No. Mustn't think of her. Mustn't think of anything but the job, the job, find what happened and solve it. Fix the problem. Fix the ship. Hoshi later, ship now.
Malcolm stopped moving. He'd come to a crossroads in the shaft, and was given three options: turn left, turn right, go straight. Left would take him towards engineering; right would take him towards Sickbay; straight would take him home.
He didn't have time to dawdle. Decisions had to be made in an instant in a situation such as this. If the crew had taken ill, Sickbay was the place to go. But if someone had taken control of the ship, their first priority would have been to secure engineering.

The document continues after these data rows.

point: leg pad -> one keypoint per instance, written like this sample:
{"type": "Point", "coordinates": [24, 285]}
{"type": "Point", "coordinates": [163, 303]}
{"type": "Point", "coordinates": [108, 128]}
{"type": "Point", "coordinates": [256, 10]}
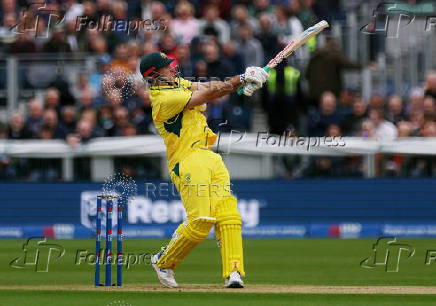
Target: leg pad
{"type": "Point", "coordinates": [185, 238]}
{"type": "Point", "coordinates": [228, 234]}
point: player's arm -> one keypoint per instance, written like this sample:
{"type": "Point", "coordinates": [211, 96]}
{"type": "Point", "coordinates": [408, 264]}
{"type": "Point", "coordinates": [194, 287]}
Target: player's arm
{"type": "Point", "coordinates": [205, 92]}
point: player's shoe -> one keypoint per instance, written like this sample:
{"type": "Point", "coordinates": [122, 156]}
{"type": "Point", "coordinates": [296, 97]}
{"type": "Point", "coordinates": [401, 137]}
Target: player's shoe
{"type": "Point", "coordinates": [166, 276]}
{"type": "Point", "coordinates": [234, 280]}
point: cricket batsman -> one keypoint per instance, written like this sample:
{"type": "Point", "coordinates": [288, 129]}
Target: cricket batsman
{"type": "Point", "coordinates": [199, 174]}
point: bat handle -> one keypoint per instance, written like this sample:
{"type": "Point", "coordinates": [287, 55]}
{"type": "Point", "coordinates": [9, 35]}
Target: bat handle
{"type": "Point", "coordinates": [241, 89]}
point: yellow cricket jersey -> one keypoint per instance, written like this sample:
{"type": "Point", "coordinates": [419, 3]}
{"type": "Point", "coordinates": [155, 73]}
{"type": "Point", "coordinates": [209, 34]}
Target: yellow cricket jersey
{"type": "Point", "coordinates": [181, 128]}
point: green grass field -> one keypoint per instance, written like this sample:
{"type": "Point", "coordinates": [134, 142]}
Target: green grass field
{"type": "Point", "coordinates": [281, 263]}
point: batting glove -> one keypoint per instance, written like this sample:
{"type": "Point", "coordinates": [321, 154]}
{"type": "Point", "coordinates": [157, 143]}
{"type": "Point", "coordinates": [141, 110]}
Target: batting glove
{"type": "Point", "coordinates": [254, 75]}
{"type": "Point", "coordinates": [250, 88]}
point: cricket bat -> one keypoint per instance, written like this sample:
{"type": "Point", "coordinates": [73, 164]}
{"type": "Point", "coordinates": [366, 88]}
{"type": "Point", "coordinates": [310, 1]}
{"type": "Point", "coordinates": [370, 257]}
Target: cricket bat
{"type": "Point", "coordinates": [294, 45]}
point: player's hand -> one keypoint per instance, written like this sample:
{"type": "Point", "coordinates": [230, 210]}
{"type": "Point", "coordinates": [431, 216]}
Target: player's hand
{"type": "Point", "coordinates": [250, 88]}
{"type": "Point", "coordinates": [254, 75]}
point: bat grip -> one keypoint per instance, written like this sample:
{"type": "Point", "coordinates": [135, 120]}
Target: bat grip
{"type": "Point", "coordinates": [241, 89]}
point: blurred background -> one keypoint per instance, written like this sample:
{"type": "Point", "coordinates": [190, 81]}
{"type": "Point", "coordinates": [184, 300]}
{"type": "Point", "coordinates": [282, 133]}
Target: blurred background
{"type": "Point", "coordinates": [73, 107]}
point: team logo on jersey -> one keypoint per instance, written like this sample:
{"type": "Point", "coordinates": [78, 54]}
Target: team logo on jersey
{"type": "Point", "coordinates": [188, 177]}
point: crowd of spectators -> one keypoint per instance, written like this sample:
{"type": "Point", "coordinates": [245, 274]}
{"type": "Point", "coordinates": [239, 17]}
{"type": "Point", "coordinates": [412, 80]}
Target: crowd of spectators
{"type": "Point", "coordinates": [215, 38]}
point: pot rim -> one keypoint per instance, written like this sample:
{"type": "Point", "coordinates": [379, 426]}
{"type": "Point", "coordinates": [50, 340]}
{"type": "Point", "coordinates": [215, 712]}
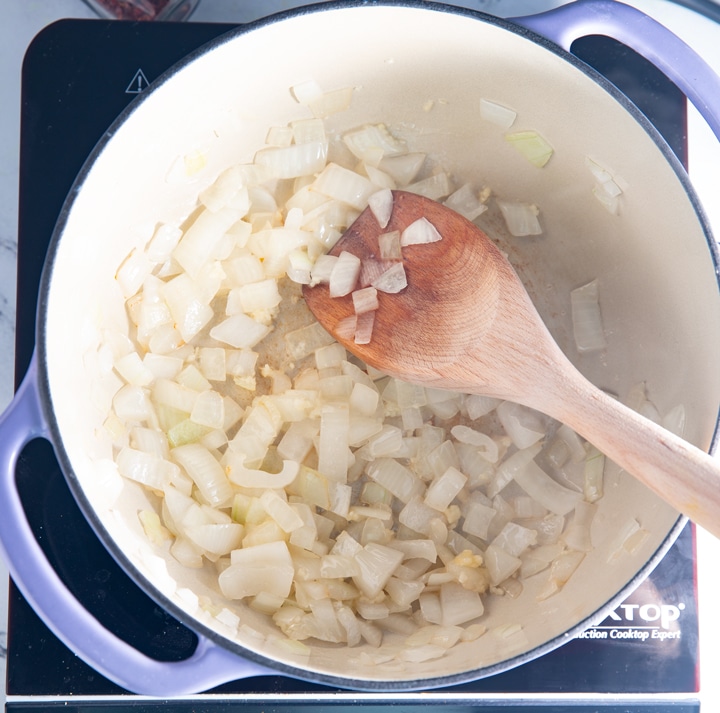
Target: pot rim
{"type": "Point", "coordinates": [274, 666]}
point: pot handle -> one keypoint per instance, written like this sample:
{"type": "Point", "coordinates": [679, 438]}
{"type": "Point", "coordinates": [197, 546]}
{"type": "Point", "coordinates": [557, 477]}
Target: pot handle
{"type": "Point", "coordinates": [628, 25]}
{"type": "Point", "coordinates": [208, 666]}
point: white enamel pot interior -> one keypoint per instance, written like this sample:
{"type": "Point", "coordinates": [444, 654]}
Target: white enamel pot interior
{"type": "Point", "coordinates": [421, 70]}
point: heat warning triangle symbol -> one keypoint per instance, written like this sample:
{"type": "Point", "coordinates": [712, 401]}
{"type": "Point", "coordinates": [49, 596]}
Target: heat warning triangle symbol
{"type": "Point", "coordinates": [138, 83]}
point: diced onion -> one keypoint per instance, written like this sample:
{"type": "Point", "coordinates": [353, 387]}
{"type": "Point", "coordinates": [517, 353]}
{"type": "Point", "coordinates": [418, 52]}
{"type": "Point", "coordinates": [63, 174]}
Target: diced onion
{"type": "Point", "coordinates": [531, 146]}
{"type": "Point", "coordinates": [341, 504]}
{"type": "Point", "coordinates": [497, 114]}
{"type": "Point", "coordinates": [586, 318]}
{"type": "Point", "coordinates": [419, 232]}
{"type": "Point", "coordinates": [521, 218]}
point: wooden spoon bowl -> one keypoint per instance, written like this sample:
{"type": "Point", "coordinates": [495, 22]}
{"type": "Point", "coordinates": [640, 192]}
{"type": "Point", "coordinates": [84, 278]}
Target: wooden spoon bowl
{"type": "Point", "coordinates": [465, 322]}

Then they would have taken prisoners, and confined everyone to quarters. Perhaps they would have killed a few, to send a message to the rest.
With a growl of frustration and a racing heart, Malcolm began moving again, straight ahead, eyes fixed on the dim shaft in front of him. //I'll find someone on B-deck,// he rationalized. //They'll certainly be able to tell me what the hell is going on.//
Mind clear, Malcolm Reed was going to find his wife.